Incredible footage shows an orange and hot white fireball climbing about half the length of the Eiffel Tower into the night sky along Oklahoma’s Panhandle.
The fire started at around 9:15 p.m. on the Phillips 66 natural gas pipeline in Elmwood on the Oklahoma border, the company said in a statement.
It is clear that the pipeline suffered a rupture, but officials said they were still working to determine the cause.
“There were no injuries associated with the incident and there was no health threat to nearby residences,” Phillips, 66, said in a statement.
It took several hours for firefighters to extinguish the fire.
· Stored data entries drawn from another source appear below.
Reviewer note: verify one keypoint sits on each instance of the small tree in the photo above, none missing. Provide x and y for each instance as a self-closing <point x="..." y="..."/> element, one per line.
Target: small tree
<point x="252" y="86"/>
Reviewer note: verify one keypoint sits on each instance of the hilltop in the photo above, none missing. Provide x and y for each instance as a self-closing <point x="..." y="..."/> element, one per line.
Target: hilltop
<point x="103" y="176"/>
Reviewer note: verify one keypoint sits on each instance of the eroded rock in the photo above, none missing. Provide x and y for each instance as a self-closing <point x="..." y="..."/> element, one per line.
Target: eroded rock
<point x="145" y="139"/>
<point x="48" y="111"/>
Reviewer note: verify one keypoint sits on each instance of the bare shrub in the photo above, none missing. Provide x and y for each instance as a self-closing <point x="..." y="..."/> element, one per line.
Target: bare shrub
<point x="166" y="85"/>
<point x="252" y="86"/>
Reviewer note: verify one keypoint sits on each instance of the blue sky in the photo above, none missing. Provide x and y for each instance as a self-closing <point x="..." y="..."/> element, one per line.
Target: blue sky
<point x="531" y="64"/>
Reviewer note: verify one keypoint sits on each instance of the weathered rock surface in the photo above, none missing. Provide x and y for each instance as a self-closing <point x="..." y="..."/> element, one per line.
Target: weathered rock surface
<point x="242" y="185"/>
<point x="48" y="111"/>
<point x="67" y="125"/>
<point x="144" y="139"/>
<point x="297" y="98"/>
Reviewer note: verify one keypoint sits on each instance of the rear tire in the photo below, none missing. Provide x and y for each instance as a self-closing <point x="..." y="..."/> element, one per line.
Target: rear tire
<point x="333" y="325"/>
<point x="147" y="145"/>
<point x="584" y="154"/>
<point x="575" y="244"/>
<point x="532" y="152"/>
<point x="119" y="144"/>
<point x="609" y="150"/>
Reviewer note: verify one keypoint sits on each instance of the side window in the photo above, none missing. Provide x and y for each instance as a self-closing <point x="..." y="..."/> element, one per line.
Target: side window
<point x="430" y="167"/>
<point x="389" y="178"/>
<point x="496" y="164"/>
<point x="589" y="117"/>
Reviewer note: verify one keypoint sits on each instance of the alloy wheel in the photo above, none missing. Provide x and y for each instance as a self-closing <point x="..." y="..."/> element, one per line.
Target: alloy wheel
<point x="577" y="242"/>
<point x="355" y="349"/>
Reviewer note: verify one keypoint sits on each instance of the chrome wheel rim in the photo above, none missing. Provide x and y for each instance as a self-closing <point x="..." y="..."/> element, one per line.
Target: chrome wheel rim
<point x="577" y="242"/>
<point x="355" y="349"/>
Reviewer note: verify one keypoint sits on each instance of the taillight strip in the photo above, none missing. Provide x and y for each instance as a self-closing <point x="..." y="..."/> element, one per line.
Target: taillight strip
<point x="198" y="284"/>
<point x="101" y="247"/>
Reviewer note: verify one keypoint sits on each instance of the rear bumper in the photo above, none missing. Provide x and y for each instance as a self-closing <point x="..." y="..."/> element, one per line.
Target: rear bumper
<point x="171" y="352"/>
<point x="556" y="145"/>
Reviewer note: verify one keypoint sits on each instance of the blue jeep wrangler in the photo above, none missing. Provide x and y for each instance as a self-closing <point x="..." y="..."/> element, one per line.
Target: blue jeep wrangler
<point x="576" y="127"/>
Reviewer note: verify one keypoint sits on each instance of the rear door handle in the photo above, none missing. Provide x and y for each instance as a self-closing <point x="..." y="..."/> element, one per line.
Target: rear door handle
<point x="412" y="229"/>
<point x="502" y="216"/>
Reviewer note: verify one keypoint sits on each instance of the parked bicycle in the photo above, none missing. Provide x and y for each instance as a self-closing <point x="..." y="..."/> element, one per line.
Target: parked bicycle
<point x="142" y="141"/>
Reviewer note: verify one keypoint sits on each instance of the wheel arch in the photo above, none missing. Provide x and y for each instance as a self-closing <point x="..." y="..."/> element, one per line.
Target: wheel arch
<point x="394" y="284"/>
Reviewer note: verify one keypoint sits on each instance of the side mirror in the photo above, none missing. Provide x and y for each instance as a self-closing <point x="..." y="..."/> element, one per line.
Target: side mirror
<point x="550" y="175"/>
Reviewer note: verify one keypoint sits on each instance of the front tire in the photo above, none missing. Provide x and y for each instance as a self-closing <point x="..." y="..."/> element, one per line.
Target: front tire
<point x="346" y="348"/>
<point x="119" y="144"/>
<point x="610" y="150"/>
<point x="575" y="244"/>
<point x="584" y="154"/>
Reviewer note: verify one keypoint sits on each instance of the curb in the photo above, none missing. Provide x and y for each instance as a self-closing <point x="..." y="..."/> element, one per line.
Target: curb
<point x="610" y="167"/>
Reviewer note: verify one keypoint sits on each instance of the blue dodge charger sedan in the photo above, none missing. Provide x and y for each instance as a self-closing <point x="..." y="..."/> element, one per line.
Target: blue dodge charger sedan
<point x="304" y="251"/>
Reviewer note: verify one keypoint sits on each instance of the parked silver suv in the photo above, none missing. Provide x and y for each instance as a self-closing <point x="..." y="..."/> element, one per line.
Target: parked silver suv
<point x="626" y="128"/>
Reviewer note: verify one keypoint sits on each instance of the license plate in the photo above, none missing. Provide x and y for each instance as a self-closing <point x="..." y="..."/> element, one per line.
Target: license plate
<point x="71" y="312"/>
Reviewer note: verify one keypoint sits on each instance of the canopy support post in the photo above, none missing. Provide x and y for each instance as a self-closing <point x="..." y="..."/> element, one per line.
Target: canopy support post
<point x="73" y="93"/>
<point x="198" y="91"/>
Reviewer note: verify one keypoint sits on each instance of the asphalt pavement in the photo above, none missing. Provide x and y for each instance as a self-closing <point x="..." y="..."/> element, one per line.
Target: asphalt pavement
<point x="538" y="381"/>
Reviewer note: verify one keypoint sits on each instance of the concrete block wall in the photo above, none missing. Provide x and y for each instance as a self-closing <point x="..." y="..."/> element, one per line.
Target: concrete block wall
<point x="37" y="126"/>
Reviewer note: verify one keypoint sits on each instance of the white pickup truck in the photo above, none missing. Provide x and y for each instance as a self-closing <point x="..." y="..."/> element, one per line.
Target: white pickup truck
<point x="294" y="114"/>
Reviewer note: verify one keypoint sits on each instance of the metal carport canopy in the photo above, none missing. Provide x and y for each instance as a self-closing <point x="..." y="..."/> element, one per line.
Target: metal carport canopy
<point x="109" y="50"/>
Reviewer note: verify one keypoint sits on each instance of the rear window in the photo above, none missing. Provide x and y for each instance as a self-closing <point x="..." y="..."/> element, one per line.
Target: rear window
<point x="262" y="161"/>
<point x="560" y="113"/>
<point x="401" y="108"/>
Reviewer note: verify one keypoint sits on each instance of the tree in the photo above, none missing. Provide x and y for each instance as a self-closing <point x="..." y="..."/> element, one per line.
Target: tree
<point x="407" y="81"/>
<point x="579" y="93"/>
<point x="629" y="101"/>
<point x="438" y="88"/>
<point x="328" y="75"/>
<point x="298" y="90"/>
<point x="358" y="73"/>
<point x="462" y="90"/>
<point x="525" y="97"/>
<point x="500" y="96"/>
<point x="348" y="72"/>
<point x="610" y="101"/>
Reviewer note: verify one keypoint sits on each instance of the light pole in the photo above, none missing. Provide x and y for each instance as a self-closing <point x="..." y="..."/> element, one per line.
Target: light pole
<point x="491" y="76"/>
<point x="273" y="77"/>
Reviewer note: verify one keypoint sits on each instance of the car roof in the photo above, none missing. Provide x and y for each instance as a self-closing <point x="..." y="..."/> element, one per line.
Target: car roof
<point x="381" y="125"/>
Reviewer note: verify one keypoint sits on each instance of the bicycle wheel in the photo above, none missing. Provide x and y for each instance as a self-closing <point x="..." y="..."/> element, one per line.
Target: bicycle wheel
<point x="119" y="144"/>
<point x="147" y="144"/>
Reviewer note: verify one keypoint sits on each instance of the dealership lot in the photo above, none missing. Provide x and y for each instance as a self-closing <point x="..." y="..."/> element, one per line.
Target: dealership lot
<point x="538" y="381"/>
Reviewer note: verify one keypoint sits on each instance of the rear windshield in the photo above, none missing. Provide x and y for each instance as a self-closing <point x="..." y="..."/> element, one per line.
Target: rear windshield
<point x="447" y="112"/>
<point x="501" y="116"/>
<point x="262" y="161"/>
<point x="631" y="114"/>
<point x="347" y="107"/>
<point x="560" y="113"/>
Booker Fire Department estimates It reached a height of 500 feet.
The “pipeline explosion” reportedly turned the sky into a hazy orange glow that could be seen for miles. Elmwood Fire said.
“We are 56 miles from the fire and we can see it,” one person wrote under the department’s Facebook post showing the raging fire.
Another user posted a photo of the fire’s glow from 40 miles away, and another user claimed it could be seen from 130 miles away in Kansas.
A PHMSA spokesperson said the U.S. Department of Transportation’s Pipeline and Hazardous Materials Safety Administration is investigating the cause of the accident along with the Oklahoma Commission Corporation.
The fire is the second incident involving Phillips 66 in recent weeks.
Earlier this month, a fire broke out at the company’s 285,000 barrel-per-day Bayway refinery in New Jersey, injuring a worker.
A similar incident occurred last year when a fire broke out at a storage tank farm at the company’s 149,000-barrel-per-day refinery in Borger, Texas, injuring six people and sending them to the hospital.